Is it possible that we do not fully understand every mechanism of the miraculous human body and that we therefore have not foreseen all the ramifications of our expanding decision to inject entire generations of children with more pathogens and toxins than ever before in the history of the world? Do not think for one moment that vaccination is a simple medical procedure. It is entwined into our medical, societal, political, state and federal governmental and industry systems with billions of dollars at stake. But please don't worry about the man behind the curtain. It's much easier to believe you are protecting your precious babies with every vaccine that modern man can concoct. So hang on for the ride, because there are 70 shots on the CDC schedule and 350+ vaccines under development.
If Jill Stoller traced disease rates since the 1800s, she would find that deaths fell substantially, nearly disappearing before mass immunization was even introduced. Disease was spread by overcrowding, malnutrition and raw sewage in the streets. Disease was halted through improved sanitation and hygiene. And yes, Irwin Berkowitz, these diseases are prevalent in other parts of the world, but only because developing countries do not benefit from the health and sanitation infrastructure that we take for granted in America.
As for Dr. Stoller’s assertions that vaccines don’t cause autism, she should have called Dr. Julie Gerberding, who admitted last week that the methodology used in CDC safety studies was flawed http://www.huffingtonpost.com/david-kirby/cdc-vaccine-study- design_b_108398.html or Dr. Bernadine Healy, former head of the NIH and current IOM member who said last month that our government fails to study vaccine-injured populations because they are afraid of what they might find. http://www.cbsnews.com/stories/2008/05/12/cbsnews_investigates/main4086809.shtml
Dr. Stoller further asserts that 85% of children must be vaccinated or diseases will return. Why aren’t there raging epidemics among adults who are notoriously undervaccinated? We have forgotten that measles and chickenpox were never deadly. Many adults get shingles today because chickenpox is no longer prevalent and we aren’t naturally boosted through periodic, benign exposure. Good thing there’s now a herpes zoster shot, 14x stronger than Varivax and, incidentally, recommended by the CDC. Until we do the long-term, controlled studies, we will never have the answers we need. Gardasil was fast-tracked through the FDA so quickly that they didn’t do efficacy testing for 11-year-olds. We don't even know how long its immunity lasts. Let’s admit that the system is not protecting our children.
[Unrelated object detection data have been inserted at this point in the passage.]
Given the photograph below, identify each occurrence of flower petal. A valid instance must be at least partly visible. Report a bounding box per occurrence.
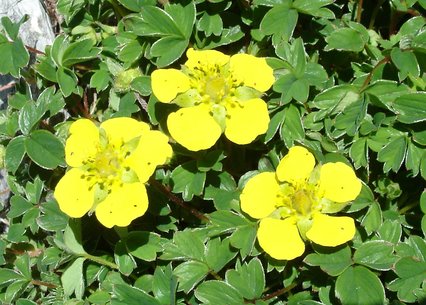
[185,48,230,69]
[167,106,222,151]
[319,162,362,202]
[100,117,149,146]
[230,54,275,92]
[306,213,355,247]
[95,182,148,228]
[126,130,173,183]
[240,172,280,219]
[225,98,269,144]
[54,168,95,218]
[257,218,305,260]
[151,69,190,103]
[277,146,315,183]
[65,119,99,167]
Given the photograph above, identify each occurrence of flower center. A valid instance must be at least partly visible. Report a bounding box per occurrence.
[205,76,226,103]
[277,183,319,219]
[190,64,238,107]
[92,147,123,179]
[291,189,313,216]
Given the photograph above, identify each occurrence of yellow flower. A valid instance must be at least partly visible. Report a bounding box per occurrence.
[54,118,172,228]
[240,146,362,260]
[151,49,275,151]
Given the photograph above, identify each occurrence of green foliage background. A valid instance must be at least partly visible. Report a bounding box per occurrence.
[0,0,426,305]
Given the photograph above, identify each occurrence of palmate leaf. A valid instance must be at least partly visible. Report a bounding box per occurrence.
[0,34,30,77]
[124,1,196,67]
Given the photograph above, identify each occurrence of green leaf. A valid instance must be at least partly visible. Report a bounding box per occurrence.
[361,201,382,235]
[388,257,426,303]
[4,280,30,304]
[90,70,111,91]
[354,240,397,271]
[391,48,420,81]
[150,36,189,68]
[16,299,37,305]
[377,219,402,245]
[62,39,101,67]
[152,264,177,305]
[18,101,45,135]
[125,1,195,67]
[56,67,78,97]
[1,14,29,40]
[349,138,368,168]
[64,219,86,254]
[197,12,223,37]
[205,237,238,272]
[61,257,86,299]
[195,281,244,305]
[118,0,157,12]
[173,260,209,293]
[304,246,352,276]
[0,34,30,77]
[280,104,305,147]
[5,136,25,174]
[325,28,365,52]
[170,161,206,201]
[393,92,426,124]
[124,231,161,262]
[14,253,32,281]
[114,240,136,276]
[312,85,360,115]
[34,51,57,82]
[24,130,65,169]
[7,195,33,218]
[0,268,25,287]
[37,201,69,231]
[335,266,385,305]
[260,1,299,40]
[130,76,152,96]
[161,231,204,261]
[364,80,410,111]
[204,25,244,49]
[265,108,286,143]
[231,223,257,258]
[225,257,265,300]
[292,0,335,19]
[111,284,161,305]
[377,136,407,173]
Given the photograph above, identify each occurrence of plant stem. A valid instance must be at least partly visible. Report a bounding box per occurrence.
[356,0,364,23]
[80,253,118,270]
[149,178,210,222]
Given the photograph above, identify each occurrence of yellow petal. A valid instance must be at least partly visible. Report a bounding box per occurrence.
[277,146,315,184]
[100,117,149,146]
[225,98,269,144]
[126,130,173,183]
[95,182,148,228]
[54,168,95,218]
[257,218,305,260]
[167,106,222,151]
[185,48,230,69]
[65,119,99,167]
[319,162,362,202]
[240,172,280,219]
[230,54,275,92]
[151,69,190,103]
[306,213,355,247]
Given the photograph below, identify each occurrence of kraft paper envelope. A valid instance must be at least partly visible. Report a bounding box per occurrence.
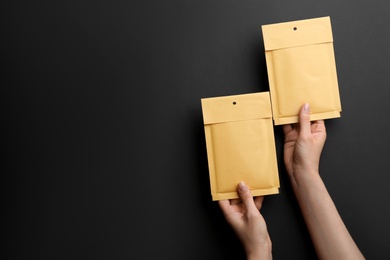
[201,92,279,200]
[262,17,341,125]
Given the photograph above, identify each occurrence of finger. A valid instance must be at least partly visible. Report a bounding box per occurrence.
[299,103,311,136]
[311,120,326,132]
[255,196,264,210]
[237,182,257,212]
[218,200,230,213]
[283,125,293,135]
[230,199,241,205]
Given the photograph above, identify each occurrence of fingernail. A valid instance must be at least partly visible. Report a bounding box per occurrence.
[238,181,248,192]
[303,103,310,112]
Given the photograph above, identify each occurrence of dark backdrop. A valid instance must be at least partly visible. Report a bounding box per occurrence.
[0,0,390,259]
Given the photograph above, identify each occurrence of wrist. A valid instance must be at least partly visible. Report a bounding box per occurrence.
[246,241,272,260]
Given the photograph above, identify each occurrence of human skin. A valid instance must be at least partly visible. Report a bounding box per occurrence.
[283,104,365,259]
[218,182,272,259]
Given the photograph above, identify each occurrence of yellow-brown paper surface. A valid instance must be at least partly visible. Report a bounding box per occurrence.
[201,92,279,200]
[262,17,341,125]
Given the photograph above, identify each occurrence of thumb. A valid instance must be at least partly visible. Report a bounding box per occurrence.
[299,103,311,136]
[237,181,257,212]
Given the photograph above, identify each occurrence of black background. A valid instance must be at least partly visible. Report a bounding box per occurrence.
[0,0,390,259]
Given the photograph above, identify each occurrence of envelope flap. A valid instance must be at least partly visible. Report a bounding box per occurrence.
[262,17,333,51]
[201,92,272,125]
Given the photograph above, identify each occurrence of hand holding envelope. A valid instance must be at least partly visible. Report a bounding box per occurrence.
[201,17,341,200]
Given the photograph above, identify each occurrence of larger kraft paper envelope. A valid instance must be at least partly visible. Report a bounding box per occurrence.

I ran marketing for a top global investment firm. As someone who commissioned market research, I know that data can be manipulated to tell a story. There are no short cuts in life. We have to roll up our sleeves and do the work. Today, we no longer hear that "More Doctors Smoke Camels Than Any Other Cigarette." It took our government thirty years to stand up to Big Tobacco. Our children don't have thirty years.